Am Sonntagabend dauerte es nur bis zur vierten Frage, als sich der erste Journalist traute, das Thema Lewis Hamilton anzusprechen. Wolffs ehemaliger Goldjunge hatte am Samstag nach dem Qualifying deprimiert erklärt, er sei "nutzlos", und dass Ferrari womöglich am besten dran wäre, wenn man ihn als Fahrer einfach austauschen würde.

"Ich weiß, Toto, dass das jetzt nicht mehr dein Problem ist", leitete der Reuters-Journalist Alan Baldwin den Themenwechsel ein. "Aber wenn du Lewis sagen hörst, dass er nutzlos ist und dass Ferrari lieber einen anderen Fahrer holen sollte, ist das einfach Lewis, der halt so ist, wie er ist, oder interpretierst du das als Selbstwahrnehmung seinerseits, dass es langsam abwärts geht? Steckt da womöglich mehr dahinter?"

"Nein", antwortete Wolff. "Das ist Lewis, der sein Herz auf der Zunge trägt. Er hat an sich gezweifelt, und das ist nicht das erste Mal. Wenn er das Gefühl hat, unter seinen eigenen Erwartungen geblieben zu sein, und dass sich das Team ein Eigentor geschossen hat, dann zeigt er diese Emotionen. Er war schon als Junge, als junger Erwachsener, so emotional offen."

Hamilton: Achterbahnfahrt der Emotionen

Dass Hamilton genervt wirkt, wenn es sportlich nicht so läuft, wie er sich das vorstellt, das ist nicht neu. Schon oft stand er nach einem durchwachsenen Qualifying im sogenannten "TV-Pen" bei den Fernsehreportern und erweckte den Eindruck, als würde er am liebsten sofort alles hinschmeißen. Nur um dann am nächsten Tag wie Phoenix aus der Asche aufzuerstehen und so zu tun, als wäre die Welt nie schöner gewesen.
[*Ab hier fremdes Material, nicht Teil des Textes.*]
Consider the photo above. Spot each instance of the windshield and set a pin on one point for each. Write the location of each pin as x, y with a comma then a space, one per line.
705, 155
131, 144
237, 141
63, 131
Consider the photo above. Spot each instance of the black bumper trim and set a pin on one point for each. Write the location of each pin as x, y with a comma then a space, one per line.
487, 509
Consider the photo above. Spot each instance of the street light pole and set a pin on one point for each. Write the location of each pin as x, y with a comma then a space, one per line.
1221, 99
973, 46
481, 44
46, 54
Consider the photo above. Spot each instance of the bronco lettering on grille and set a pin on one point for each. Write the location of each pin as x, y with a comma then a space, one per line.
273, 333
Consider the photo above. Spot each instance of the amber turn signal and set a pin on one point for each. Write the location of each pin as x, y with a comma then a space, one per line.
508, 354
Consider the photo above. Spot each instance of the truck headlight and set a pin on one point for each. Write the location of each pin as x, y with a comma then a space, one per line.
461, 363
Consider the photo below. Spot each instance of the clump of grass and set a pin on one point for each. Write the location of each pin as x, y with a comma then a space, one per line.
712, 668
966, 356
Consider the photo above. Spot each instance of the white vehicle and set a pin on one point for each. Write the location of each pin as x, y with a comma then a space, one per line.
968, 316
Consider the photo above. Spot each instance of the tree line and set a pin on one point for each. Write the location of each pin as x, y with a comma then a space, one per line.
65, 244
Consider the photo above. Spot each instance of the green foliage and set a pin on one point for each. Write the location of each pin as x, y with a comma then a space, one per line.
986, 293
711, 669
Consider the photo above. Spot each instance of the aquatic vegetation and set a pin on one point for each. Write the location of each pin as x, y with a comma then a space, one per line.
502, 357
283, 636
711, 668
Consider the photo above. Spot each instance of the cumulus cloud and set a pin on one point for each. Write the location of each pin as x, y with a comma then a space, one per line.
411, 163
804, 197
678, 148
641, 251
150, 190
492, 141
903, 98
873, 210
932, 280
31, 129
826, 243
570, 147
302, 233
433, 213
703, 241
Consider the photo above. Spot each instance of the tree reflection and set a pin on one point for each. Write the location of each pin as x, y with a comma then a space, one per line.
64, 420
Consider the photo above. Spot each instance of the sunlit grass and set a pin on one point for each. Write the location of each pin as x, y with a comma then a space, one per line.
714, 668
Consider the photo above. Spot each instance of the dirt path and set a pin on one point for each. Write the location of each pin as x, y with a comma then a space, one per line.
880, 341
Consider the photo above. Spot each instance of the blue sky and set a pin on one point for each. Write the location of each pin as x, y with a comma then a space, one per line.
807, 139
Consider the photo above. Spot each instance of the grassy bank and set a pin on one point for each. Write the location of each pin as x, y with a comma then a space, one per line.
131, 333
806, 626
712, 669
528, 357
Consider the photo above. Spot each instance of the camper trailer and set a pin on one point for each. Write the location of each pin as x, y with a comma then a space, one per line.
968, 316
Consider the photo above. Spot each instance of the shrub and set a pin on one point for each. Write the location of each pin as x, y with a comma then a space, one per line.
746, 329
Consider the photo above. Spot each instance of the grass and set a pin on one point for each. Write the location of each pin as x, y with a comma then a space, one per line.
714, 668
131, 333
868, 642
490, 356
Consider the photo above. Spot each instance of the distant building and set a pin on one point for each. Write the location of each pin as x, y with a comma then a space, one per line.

Aber der Samstag in Ungarn war anders. Und er kam nicht aus dem Nichts, sondern er hatte sich angebahnt. Am Saisonbeginn konnte sich Hamilton noch einreden, dass sein Rückstand auf Charles Leclerc damit zu erklären ist, dass er Zeit braucht, um sich auf den Ferrari einzustellen, dass es mit seinem Renningenieur noch nicht so flutscht, und dass ja auch Leclerc keine Bäume ausreißen konnte.

Aber: "Wenn du siebenmaliger Weltmeister bist, dein Teamkollege auf Poleposition steht und du selbst in Q2 ausscheidest, dann tut das weh", räumt Ferrari-Teamchef Frederic Vasseur ein - und stellt klar: "Lewis ist frustriert, aber nicht demotiviert. Das sind zwei verschiedene Dinge."

Niemand unterstellt Hamilton, dass er keine Lust mehr hat, sich knietief in das Projekt Ferrari reinzuhängen. Er selbst war es, der die Geschichte in Umlauf brachte, dass er während der dreiwöchigen Pause vor Spa zwei Dokumente an sein Team geschickt hat. Quasi der hamiltonsche Masterplan, wie man Ferrari wieder in Ordnung bringen könnte.

Warum die Ungarn-Niederlage besonders wehtut

Es schien alles angerichtet zu sein für eine Wende. Am Hungaroring hatte er 2013 seinen ersten Grand Prix für Mercedes gewonnen, nach einem schwierigen Saisonbeginn. Jeder weiß, wie die Geschichte danach weiterging. Und Leclerc andererseits sagte am Donnerstag: "Das ist für mich mit großem Abstand die schlechteste Strecke der Saison."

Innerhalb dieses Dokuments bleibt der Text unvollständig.